The research study showing that the restoring process in a gene altering in Down syndrome; rescues the adult neurogenesis and learning and memory defects in mice. Where the researchers explaining the restoring a gene altered in Down syndrome called the Down syndrome critical region 1 (DSCR1) rescued adult neurogenesis and learning and memory defects in a Down syndrome mouse model (Ts65Dn).
In this procedure describing the restoring a gene altering in the Down syndrome called the Down syndrome critical region 1 (DSCR1) rescued adult neurogenesis and learning and memory defects in a Down syndrome mouse model (Ts65Dn). These results highlight that DSCR1 contributes to intellectual disability in Down syndrome, and further pave the way for treatment. But as adult neurogenesis is the process of generating new neurons in the adult brain.
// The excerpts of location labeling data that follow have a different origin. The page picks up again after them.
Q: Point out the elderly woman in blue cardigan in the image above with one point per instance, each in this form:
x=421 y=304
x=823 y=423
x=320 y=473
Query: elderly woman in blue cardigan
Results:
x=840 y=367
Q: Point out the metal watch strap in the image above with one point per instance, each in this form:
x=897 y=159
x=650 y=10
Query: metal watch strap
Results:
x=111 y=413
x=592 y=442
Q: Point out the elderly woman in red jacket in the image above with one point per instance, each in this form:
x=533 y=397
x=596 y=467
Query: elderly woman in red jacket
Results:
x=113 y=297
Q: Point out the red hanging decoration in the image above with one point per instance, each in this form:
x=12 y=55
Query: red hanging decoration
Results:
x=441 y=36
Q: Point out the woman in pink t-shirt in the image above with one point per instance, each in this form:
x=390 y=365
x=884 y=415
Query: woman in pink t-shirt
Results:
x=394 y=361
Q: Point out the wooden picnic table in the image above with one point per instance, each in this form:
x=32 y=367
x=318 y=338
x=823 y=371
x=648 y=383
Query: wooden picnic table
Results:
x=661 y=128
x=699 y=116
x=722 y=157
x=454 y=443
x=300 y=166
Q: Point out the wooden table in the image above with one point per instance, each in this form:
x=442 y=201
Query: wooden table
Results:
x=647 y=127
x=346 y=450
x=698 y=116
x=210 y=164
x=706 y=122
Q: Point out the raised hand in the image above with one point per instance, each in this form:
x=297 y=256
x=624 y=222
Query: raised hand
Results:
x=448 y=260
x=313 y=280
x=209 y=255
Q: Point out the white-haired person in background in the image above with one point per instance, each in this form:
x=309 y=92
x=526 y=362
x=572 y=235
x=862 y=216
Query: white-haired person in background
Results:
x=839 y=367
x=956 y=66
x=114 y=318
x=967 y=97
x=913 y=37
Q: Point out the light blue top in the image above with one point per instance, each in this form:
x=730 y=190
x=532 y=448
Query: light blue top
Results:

Gene altering in Down syndrome
Defects in adult hippocampal neurogenesis have been observing in various animal models of neurological disorders; including schizophrenia, depression, Parkinson’s disease, Alzheimer’s disease, and neurodevelopmental disorders such as Down syndrome. However, the precise cellular and molecular mechanisms underlying adult hippocampal neurogenesis; and their links to neurological disorders are not well understood.
However, discovering that DSCR1 is required for adult hippocampal neurogenesis, and furthermore elucidated mechanisms underlying how DSCR1 regulates this process. They showed that DSCR1 binds to and modulates TET1 splicing, which subsequently controls miRNA-124 expression by regulating the methylation status of the miRNA-124 promoter. Loss of DSCR1 leads to increase TET1 levels, resulting in miRNA-124 promoter hypomethylation and increased miRNA-124 expression. But the DSCR1 transgenic mice display opposite changes; albeit they also have defects in adult hippocampal neurogenesis.
Strikingly, correcting DSCR1 dosage alleviates both the impaired adult hippocampal neurogenesis and the defective learning and memory seen in a Down syndrome mouse model (Ts65Dn). Together, the results reveal that precise regulation of DSCR1 and the interplay between TET1 and miRNA-124 are crucial for normal adult hippocampal neurogenesis. These findings further highlight potential therapeutic targets for the treatment of Down syndrome and other neurological disorders associated with adult neurogenesis.
The expression of two epigenetic regulators; mediated by the DSCR1 protein, is important for regulating adult neurogenesis in the hippocampus. This is likely a key mechanism contributing to defective adult neurogenesis observed in the Down syndrome mouse model. The findings not only provide a basic understanding of the mechanisms regulating adult hippocampal neurogenesis; but will also contribute to the development of a novel therapy for the cognitive deficits manifested in Down syndrome patients.